Chez Pernod Ricard, on indique que le nouveau plan stratégique à trois ans a été présenté aux cadres dirigeants le 24 octobre - donc avant qu'Elliott n'annonce au groupe avoir pris 2,5% de son capital - et que le management n'a pas attendu le fonds américain pour se fixer des objectifs ambitieux.

"Le plan contient 21 grands projets visant à améliorer la croissance et la rentabilité, avec toujours le souci du meilleur équilibre entre performance à court terme et création de valeur à long terme", a indiqué Olivier Cavil, directeur de la communication du groupe.

Ce plan devrait être détaillé à la communauté financière dans le courant du premier semestre 2019.

MINORITÉ DE BLOCAGE

Les critiques d'Elliott sur la gouvernance rejoignent aussi celles des investisseurs, qui estiment que sur sept administrateurs indépendants, deux sont liés à la holding belge GBL, allié historique de Pernod Ricard, et ne peuvent, de ce fait, être considérés comme indépendants.

Nombre d'observateurs s'étonnent cependant du calendrier choisi par Elliott pour s'attaquer à Pernod Ricard, dont le cours de Bourse a flambé de près de 40% en trois ans et dont les multiples de valorisation, jugés souvent élevés, dépassent aujourd'hui ceux de Diageo.

A 144,50 euros, le titre se traite sur un multiple de 21,57 fois les résultats estimés pour le prochain exercice, contre 20,71 fois pour Diageo.

"Compte-tenu du parcours boursier du titre et de ses multiples, la valeur ne constitue pas une cible évidente pour un fonds activiste", notent les analystes de Jefferies.

Ceux de Credit suisse trouvent eux aussi "étrange" le moment choisi par Elliott pour s'attaquer à un groupe qui génère aujourd'hui "la plus forte croissance du secteur".

En outre, la famille héritière du fondateur Paul Ricard détient aujourd'hui 21,9% des droits de vote et dépasse la minorité de blocage de 33% avec son allié GBL, qui détient 12% des droits de vote et qui vient de renouveler son soutien à la stratégie et au management du groupe.

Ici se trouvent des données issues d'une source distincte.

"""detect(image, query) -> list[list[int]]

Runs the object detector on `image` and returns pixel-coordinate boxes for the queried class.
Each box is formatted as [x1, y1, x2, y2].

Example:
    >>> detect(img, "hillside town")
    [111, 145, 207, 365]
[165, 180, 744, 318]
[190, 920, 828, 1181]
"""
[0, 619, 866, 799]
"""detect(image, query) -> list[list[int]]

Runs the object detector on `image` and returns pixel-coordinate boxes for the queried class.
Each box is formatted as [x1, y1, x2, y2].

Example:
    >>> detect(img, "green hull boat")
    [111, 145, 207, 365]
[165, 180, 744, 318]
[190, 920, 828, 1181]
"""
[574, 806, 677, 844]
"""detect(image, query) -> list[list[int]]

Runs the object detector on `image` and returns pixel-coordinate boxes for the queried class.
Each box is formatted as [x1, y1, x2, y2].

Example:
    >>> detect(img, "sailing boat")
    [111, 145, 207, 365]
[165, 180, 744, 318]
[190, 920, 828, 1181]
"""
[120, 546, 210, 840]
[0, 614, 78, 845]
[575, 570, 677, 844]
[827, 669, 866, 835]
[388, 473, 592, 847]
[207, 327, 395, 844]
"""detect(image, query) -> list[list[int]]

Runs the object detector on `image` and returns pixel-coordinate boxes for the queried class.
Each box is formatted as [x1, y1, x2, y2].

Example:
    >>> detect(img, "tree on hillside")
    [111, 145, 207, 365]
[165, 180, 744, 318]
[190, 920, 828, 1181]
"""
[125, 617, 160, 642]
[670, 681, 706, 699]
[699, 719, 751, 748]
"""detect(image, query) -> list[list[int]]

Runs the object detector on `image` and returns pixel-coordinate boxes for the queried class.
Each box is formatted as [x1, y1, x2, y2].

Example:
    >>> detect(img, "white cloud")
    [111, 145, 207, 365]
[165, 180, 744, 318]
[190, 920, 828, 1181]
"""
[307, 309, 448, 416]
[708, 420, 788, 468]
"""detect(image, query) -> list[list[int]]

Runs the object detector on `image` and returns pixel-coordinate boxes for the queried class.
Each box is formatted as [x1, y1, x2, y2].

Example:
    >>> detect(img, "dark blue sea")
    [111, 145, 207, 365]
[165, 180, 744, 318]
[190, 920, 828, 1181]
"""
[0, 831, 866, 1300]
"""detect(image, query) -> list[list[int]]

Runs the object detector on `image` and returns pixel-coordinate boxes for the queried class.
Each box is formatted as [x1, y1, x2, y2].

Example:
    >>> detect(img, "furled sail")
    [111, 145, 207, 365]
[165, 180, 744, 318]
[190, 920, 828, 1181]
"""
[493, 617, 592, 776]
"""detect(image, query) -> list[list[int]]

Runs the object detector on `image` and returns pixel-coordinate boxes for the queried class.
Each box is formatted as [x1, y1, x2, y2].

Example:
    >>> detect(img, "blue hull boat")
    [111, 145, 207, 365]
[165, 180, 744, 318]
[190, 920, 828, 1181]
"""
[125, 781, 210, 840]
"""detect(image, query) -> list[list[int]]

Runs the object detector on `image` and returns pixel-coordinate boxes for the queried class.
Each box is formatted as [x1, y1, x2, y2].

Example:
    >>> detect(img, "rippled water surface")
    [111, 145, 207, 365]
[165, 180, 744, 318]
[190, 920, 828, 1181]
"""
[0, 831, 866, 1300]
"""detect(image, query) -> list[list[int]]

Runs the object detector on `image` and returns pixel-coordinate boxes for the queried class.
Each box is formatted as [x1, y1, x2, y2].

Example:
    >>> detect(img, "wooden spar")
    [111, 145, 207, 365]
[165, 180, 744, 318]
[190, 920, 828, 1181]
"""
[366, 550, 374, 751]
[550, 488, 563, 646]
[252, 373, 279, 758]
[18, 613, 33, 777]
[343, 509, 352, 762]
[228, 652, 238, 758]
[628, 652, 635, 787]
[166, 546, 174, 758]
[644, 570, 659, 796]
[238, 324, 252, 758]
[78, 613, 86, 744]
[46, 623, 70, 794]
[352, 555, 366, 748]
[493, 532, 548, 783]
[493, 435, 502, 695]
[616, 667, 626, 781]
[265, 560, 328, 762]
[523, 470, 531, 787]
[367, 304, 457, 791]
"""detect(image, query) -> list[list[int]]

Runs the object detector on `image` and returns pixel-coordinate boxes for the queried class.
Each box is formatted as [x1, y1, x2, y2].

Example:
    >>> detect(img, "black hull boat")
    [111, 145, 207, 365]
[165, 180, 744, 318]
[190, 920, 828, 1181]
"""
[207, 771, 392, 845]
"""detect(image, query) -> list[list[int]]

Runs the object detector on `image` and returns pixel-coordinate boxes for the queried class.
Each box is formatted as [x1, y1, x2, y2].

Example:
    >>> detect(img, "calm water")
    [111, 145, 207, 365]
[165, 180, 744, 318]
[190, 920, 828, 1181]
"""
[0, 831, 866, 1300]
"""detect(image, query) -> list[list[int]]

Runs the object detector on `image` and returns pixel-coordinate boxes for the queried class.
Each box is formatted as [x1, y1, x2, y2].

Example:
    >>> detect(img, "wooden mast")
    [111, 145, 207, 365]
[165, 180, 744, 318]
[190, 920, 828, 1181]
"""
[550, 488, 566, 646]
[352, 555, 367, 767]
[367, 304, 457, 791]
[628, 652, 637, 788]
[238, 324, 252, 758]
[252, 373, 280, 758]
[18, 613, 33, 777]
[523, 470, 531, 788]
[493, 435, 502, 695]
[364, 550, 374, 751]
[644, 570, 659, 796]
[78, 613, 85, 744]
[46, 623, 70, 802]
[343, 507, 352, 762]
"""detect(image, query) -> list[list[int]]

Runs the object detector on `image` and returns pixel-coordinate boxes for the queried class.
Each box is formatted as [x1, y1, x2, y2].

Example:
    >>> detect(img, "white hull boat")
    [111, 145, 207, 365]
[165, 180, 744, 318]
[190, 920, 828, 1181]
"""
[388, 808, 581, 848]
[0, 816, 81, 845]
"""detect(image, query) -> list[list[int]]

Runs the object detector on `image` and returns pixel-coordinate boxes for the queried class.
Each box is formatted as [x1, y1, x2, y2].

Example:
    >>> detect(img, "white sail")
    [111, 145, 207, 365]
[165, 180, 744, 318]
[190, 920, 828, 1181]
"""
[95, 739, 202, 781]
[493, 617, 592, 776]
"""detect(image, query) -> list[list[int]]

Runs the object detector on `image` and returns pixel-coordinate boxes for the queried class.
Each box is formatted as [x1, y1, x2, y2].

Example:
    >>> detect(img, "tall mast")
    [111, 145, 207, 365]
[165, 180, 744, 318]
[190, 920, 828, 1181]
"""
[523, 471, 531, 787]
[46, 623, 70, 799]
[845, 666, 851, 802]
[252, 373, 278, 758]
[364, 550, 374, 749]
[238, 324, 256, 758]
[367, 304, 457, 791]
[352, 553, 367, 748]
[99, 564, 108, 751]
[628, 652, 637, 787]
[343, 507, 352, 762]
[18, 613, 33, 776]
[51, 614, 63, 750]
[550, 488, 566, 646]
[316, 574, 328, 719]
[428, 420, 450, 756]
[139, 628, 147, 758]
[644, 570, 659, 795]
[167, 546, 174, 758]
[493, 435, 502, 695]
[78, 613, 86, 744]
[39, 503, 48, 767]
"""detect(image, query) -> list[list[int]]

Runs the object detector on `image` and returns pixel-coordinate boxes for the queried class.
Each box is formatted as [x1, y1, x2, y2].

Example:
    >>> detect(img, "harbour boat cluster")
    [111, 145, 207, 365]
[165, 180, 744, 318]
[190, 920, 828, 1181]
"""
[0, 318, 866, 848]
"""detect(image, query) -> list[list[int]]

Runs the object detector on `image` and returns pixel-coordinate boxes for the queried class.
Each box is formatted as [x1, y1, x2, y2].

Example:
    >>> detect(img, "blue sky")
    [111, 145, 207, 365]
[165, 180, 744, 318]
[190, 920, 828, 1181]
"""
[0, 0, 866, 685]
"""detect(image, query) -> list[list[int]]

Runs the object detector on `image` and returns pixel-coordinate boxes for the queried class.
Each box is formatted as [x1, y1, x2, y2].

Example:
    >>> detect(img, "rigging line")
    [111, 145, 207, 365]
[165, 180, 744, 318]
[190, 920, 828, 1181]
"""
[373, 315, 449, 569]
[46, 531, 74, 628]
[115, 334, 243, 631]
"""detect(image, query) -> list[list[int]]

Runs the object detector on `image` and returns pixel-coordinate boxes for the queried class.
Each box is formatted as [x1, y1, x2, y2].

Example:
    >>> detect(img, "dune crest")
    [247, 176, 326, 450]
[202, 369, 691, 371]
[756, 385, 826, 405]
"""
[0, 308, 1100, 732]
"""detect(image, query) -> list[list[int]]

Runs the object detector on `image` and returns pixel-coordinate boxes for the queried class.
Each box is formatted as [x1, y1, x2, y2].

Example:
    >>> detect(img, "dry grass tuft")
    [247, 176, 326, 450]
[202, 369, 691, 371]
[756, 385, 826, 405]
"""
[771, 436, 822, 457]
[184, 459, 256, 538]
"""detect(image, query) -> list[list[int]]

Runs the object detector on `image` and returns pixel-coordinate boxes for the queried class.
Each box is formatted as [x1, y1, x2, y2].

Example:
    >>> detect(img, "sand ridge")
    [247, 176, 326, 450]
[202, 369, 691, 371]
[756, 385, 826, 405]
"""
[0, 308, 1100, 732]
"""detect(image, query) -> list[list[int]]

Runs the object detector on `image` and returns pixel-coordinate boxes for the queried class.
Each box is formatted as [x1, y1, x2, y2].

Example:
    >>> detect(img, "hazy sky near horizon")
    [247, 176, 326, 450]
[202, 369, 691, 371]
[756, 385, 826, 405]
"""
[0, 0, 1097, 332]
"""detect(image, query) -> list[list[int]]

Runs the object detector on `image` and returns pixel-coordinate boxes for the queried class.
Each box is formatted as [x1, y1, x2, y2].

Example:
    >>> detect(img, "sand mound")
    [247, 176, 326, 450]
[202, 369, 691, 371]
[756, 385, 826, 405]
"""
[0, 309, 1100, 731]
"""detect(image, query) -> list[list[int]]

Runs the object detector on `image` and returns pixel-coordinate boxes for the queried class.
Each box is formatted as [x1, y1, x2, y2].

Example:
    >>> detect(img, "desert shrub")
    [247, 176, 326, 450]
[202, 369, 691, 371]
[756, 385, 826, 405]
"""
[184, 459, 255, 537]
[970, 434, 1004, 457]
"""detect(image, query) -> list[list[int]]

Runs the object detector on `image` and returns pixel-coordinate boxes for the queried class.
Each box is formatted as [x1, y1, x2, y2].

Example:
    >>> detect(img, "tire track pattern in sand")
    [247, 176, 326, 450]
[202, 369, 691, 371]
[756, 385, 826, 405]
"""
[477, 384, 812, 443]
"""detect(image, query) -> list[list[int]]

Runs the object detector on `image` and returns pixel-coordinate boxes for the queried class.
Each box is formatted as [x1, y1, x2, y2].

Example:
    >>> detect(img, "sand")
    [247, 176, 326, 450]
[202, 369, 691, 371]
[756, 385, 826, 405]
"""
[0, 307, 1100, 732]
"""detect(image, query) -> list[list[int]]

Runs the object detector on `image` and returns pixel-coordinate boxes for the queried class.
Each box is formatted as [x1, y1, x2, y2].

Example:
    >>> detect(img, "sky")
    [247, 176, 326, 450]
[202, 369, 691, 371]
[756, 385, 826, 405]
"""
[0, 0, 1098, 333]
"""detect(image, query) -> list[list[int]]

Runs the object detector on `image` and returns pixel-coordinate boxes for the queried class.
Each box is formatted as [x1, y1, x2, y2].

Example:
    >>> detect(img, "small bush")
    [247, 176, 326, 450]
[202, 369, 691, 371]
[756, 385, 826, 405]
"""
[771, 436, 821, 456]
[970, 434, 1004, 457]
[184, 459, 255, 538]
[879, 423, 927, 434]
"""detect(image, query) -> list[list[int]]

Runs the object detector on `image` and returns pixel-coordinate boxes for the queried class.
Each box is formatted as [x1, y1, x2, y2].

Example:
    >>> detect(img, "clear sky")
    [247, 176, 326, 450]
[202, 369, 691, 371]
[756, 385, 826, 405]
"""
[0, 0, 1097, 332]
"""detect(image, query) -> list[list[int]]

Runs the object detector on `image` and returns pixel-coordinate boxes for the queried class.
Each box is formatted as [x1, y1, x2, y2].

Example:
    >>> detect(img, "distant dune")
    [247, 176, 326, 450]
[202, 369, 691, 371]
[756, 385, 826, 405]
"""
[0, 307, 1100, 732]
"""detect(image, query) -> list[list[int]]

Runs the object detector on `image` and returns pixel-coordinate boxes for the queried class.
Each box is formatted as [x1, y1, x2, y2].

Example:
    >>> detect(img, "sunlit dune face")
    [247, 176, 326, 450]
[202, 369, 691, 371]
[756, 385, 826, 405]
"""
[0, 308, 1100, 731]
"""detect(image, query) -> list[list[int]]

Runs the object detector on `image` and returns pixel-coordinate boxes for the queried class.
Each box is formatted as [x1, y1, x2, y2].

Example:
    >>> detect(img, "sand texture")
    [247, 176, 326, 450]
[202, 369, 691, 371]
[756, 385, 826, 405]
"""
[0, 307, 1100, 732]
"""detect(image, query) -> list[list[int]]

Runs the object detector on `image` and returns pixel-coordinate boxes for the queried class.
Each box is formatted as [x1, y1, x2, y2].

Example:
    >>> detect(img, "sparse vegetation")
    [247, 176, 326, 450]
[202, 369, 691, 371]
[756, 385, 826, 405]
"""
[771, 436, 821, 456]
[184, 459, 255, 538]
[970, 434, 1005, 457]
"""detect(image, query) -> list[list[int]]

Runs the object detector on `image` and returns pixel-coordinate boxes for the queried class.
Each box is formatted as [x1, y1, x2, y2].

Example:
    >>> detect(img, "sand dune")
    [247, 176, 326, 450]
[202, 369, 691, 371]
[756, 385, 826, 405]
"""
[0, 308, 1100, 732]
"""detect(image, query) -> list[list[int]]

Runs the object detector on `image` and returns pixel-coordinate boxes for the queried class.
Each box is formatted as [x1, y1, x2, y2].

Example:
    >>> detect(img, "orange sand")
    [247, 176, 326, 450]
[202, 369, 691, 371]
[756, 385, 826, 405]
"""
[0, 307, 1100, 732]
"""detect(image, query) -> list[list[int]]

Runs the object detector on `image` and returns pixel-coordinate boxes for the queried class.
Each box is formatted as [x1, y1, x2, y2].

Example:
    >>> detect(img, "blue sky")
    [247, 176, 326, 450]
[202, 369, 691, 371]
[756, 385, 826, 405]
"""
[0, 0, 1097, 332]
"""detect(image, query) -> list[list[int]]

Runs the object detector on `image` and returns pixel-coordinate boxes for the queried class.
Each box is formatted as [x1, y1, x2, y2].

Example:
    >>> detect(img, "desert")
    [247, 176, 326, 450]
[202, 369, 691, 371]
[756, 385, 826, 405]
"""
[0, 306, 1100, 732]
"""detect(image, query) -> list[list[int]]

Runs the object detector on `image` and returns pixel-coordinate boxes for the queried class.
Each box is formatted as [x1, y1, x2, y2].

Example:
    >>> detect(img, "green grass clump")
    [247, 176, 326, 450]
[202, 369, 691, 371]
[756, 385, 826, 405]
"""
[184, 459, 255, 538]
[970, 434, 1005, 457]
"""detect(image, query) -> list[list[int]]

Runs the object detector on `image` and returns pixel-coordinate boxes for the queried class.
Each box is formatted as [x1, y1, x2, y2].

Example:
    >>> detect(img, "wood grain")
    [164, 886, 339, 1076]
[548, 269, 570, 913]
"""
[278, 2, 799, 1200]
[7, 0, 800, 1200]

Mais Elliott est connu pour sa ténacité. Il peut aussi se montrer très patient.

En rendant publique sa position, il va tenter de rallier d'autres actionnaires, à commencer par les fonds américains Capital Group Companies et MFS Investment Management, qui détiennent respectivement 8,7% et 7,3% des droits de vote de Pernod Ricard.

"Il y a beaucoup de schémas possibles", souligne un avocat sous couvert d'anonymat. Un fonds activiste peut prendre son temps, continuer à monter au capital, demander un siège au conseil et parvenir à rallier suffisamment de voix pour exercer des pressions très fortes.

"Il n'y a pas de majorités indéfectibles dans le temps", ajoute-t-il.

Du côté des pouvoirs publics, le message est clair: "L'Etat souhaite que les grandes entreprises françaises (...) ne soient pas soumises à un actionnariat dont l'objectif est la rentabilité a court-terme", a-t-on indiqué au ministère de l'Economie.